Le ravinala, totem national
par Flo Le Tantsaha https://www.facebook.com/florian.fraixbavuz
Le ravinala, érigé en emblème de Madagascar, tapisse sans retenue la côte Est et remonte, conquérant, les contreforts des Hautes Terres. Il est partout. Et surtout, il sert à tout.
Imperméable de fortune, chapeau contre l’averse, mur, toiture, plancher ; on en consomme le cœur, et l’eau stagnante logée à la jointure de ses feuilles se charge, quant à elle, de rappeler durablement que « boire l’eau du ravinala » relève davantage du mythe que de la sagesse populaire.

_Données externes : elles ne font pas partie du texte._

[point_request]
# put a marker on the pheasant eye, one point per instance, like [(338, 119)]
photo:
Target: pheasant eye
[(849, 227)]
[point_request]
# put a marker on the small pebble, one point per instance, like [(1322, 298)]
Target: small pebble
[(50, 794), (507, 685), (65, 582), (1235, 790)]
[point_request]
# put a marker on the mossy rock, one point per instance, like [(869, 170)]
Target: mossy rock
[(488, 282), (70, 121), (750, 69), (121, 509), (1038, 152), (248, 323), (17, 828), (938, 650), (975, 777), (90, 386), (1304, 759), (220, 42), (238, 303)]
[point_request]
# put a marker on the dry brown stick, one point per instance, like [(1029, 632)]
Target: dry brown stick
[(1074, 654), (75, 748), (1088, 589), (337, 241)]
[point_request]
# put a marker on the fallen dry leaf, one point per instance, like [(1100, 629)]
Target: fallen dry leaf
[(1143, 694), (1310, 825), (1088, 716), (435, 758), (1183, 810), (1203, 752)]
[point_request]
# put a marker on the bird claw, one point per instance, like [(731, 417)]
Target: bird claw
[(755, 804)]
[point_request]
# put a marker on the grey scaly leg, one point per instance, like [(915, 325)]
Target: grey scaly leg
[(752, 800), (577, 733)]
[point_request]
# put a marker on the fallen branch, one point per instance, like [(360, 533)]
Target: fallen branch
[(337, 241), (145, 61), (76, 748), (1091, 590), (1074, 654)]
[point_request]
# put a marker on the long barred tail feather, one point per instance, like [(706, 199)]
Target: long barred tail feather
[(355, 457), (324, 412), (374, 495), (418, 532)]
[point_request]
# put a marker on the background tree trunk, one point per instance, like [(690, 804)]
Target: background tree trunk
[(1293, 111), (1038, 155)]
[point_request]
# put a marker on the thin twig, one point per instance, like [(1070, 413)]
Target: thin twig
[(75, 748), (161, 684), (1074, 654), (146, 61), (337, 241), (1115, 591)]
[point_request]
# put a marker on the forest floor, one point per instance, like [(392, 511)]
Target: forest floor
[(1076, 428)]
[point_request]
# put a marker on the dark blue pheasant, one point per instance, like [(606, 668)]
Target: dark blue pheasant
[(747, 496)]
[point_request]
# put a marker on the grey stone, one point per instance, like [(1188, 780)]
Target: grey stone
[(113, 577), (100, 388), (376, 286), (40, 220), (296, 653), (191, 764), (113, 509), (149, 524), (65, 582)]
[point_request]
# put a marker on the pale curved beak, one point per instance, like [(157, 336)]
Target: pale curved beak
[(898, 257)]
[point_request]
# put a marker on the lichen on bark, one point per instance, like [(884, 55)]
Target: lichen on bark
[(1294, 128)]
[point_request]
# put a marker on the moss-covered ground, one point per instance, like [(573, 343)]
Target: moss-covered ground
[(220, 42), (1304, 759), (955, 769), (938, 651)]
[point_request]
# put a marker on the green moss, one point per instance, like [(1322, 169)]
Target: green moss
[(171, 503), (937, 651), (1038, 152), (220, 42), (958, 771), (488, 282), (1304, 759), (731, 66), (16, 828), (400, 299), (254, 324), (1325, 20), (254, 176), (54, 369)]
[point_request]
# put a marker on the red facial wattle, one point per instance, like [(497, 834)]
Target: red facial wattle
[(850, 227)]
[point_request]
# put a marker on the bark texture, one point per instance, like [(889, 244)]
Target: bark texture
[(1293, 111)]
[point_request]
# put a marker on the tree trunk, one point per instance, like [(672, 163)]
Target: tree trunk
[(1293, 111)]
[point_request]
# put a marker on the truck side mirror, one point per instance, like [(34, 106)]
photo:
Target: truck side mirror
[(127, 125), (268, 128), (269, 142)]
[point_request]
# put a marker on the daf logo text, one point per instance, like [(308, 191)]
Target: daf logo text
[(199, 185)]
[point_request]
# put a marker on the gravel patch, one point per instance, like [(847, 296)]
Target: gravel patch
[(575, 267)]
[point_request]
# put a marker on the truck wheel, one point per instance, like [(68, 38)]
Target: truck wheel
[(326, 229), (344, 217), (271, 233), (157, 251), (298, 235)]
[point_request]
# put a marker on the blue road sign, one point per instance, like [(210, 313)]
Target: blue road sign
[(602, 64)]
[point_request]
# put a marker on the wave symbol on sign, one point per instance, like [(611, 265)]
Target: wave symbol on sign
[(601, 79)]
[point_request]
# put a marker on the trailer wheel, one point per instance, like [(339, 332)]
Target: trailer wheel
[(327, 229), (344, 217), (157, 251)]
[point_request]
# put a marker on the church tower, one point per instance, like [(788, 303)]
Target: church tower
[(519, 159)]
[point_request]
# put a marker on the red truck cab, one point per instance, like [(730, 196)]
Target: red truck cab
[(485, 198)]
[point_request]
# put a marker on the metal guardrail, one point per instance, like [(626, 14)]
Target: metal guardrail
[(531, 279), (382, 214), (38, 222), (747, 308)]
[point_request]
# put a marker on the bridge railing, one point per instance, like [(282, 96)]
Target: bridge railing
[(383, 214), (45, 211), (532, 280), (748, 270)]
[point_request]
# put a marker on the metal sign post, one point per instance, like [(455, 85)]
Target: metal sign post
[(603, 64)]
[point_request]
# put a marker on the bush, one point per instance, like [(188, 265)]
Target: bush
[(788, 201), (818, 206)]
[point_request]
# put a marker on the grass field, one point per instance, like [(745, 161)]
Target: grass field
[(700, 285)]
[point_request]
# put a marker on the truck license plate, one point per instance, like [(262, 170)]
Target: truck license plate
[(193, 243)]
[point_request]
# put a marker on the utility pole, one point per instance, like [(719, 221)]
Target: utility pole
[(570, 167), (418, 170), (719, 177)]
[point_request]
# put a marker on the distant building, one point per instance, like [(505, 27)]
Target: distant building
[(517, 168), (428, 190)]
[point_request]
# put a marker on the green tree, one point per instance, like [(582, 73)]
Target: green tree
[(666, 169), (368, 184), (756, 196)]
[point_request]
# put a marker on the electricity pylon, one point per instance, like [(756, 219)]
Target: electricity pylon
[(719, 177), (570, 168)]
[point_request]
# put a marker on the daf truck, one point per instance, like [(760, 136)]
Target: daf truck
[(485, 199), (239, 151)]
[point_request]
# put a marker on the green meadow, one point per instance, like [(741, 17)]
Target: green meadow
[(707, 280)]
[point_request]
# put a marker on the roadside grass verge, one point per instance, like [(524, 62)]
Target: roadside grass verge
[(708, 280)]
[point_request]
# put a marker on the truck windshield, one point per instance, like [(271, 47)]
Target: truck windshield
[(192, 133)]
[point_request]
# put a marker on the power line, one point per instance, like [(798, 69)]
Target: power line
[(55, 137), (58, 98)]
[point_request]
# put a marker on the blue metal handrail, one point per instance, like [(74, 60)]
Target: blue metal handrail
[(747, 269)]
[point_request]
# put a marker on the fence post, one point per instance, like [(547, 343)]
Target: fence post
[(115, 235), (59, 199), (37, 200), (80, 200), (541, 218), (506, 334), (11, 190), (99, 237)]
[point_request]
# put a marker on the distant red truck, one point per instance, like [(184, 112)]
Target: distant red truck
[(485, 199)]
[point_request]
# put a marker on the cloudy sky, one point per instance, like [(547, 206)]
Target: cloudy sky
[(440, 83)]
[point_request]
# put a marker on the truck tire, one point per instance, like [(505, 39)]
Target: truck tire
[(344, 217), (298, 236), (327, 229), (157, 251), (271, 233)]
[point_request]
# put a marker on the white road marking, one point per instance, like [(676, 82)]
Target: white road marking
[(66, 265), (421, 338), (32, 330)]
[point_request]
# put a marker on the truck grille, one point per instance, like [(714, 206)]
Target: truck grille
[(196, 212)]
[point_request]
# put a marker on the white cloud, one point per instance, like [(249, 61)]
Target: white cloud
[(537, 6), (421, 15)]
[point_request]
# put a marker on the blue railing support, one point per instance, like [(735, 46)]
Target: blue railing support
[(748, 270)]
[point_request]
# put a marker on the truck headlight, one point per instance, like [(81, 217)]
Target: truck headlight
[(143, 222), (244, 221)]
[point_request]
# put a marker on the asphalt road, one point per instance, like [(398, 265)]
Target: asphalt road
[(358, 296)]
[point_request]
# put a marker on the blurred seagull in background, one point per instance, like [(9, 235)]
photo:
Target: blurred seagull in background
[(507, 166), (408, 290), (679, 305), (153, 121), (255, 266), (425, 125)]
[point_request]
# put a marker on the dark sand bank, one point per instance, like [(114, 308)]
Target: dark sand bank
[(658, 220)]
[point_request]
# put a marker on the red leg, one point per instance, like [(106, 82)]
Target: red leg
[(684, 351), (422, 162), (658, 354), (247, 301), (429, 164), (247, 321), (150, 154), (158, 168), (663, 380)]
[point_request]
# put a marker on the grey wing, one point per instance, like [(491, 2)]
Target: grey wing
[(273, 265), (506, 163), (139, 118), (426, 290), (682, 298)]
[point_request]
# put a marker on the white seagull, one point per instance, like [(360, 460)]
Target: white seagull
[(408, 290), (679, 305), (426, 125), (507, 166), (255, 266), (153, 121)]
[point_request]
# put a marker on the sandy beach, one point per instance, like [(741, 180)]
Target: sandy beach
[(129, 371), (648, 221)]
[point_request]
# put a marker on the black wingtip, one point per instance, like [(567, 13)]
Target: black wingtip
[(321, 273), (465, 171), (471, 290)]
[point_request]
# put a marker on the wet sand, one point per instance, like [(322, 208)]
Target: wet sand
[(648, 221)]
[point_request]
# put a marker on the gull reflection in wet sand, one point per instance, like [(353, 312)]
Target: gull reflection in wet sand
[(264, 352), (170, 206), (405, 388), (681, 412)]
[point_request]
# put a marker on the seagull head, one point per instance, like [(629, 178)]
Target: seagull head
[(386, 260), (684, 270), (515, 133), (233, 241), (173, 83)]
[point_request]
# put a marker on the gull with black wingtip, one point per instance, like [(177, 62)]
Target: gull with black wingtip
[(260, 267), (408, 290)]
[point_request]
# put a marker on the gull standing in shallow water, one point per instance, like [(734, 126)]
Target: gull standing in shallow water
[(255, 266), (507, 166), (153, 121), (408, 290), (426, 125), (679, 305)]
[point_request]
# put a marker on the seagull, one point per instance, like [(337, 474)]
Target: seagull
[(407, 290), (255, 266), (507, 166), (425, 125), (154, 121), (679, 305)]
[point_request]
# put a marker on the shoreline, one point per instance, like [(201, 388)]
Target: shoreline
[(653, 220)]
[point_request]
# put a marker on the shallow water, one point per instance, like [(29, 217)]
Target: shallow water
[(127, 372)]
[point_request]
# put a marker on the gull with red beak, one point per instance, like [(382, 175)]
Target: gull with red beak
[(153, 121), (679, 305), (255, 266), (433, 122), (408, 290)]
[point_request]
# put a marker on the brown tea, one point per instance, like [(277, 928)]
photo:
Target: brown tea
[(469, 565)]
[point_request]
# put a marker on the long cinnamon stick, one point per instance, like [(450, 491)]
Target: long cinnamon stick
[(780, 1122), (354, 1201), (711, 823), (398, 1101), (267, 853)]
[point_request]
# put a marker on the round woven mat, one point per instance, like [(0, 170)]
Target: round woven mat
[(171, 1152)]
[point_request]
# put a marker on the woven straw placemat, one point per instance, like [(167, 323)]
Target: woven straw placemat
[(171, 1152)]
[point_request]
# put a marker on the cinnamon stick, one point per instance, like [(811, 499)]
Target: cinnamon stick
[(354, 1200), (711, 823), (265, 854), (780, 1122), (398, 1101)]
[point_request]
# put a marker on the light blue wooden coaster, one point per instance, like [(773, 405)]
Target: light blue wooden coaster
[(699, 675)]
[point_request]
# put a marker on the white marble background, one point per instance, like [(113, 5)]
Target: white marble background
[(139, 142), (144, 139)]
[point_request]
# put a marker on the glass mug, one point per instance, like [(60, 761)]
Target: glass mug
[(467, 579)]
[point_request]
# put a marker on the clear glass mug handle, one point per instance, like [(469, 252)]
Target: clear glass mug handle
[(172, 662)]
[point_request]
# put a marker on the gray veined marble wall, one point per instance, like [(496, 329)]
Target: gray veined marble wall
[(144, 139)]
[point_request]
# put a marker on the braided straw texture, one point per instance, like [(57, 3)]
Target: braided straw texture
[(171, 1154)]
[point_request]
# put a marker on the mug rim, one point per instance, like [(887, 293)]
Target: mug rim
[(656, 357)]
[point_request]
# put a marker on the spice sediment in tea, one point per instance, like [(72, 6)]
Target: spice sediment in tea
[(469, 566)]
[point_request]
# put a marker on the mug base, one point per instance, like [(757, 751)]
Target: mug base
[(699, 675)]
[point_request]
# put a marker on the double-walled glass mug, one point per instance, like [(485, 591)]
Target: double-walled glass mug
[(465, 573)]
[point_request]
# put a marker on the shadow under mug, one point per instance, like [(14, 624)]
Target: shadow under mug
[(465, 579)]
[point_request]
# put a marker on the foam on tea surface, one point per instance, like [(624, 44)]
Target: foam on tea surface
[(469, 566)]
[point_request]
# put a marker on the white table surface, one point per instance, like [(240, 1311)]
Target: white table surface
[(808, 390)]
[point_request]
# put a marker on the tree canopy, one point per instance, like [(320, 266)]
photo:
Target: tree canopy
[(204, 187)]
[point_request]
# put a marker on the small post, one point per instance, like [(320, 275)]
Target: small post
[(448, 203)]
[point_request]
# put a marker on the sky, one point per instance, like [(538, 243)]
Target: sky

Symbole social par excellence, il incarne l’ingéniosité, la débrouille, la capacité à renaître de presque rien. Mais cette polyvalence, si admirable soit-elle, masque un revers autrement plus sombre.

Car le ravinala n’est pas l’arbre de la forêt : il en est le squelette. Là où il règne en maître, proliférant sans partage, se dressait autrefois une forêt tropicale dense et humide, foisonnante de vie — lémuriens, hiboux, serpents, fossas, et une profusion d’espèces végétales et animales aux couleurs éclatantes.
Contrairement à l’image inoffensive qu’on lui prête, le ravinala brûle remarquablement bien. Mieux : il tire profit des feux de brousse, qui accélèrent et améliorent la germination de ses graines, scellant ainsi son triomphe sur les cendres de ce qu’il a remplacé.

D’une certaine manière, sans toujours en avoir conscience, ériger le ravinala en symbole national revient à célébrer la disparition de la forêt, abattue à la hache et consumée par le feu.

Au fond, nous qui honorons nos ancêtres et vénérons nos morts, avons également consacré en emblème la perte de nos forêts.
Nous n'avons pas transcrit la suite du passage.